Income generation is a bigger motivation for forest protection to the Cameroonian youth than the desire to conserve the habitats of cross river gorillas, forest elephants, and other fauna species. In recognition of this, Ecological Balance Cameroon recently established the Irvingia Cooperative Society (IrvingiaCOOP), which aims at helping forest adjacent communities to develop value chains and small businesses with non-timber forest products as a way of making local people have business interest in forest protection.

The IrvingiaCOOP is currently enhancing the economic empowerment of over 200 women and youths from forest adjacent communities in Cameroon. The cooperative has created partnerships with companies and individuals in Africa, Asia and Europe to provide them with value-added non-timber forest and agroforestry products (spices, oils, fruits etc). The profits generated from IrvingiaCOOP are ploughed back into active forest conservation through the Irvingia project.
Barely a few months after creation, IrvingiaCOOP has already started meeting the income needs of forest adjacent communities in Cameroon and contributing to protecting Cameroon’s portion of the Congo basin tropical forest ecosystems. Forest people have the mandate to pass on the forest to their children in a healthy state.
IrvingiaCOOP is the social business arm of Ecological Balance Cameroon’s project Irvingia. It seeks to solve a fourfold problem: “forest adjacent communities in Cameroon lack intrinsic motivation to protect their forests; Consumers the world over have no place to buy products that actively improve the world; Companies do not have a supply chain that meets current and future sustainability requirements; Nature and climate protection cannot find long-term funding, but rely on uncertain donations”.
According to the World Co-operative Monitor (2014), the world’s top 300 co-operatives have an estimated global turnover of 2.2 trillion USD. IrvingiaCOOP strives to be one of the best in terms of annual turnover in the coming years.

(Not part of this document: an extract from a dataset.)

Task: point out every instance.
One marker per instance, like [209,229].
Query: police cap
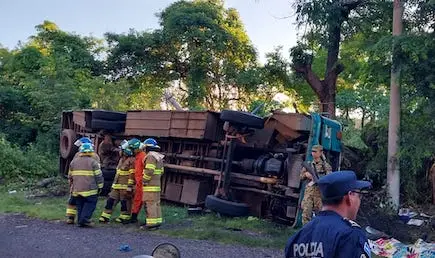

When the Rochdale Pioneers founded the modern cooperative movement in 1844 in Lancashire-England, their objective was to provide an affordable alternative to poor-quality and adulterated food & provisions and to use any surplus to benefit the community. The fact that the co-operative movement has flourished and extended across the globe, encompassing all sectors of the economy, with over 1 billion members and 250 million employees is only a testament of the resilience of the model.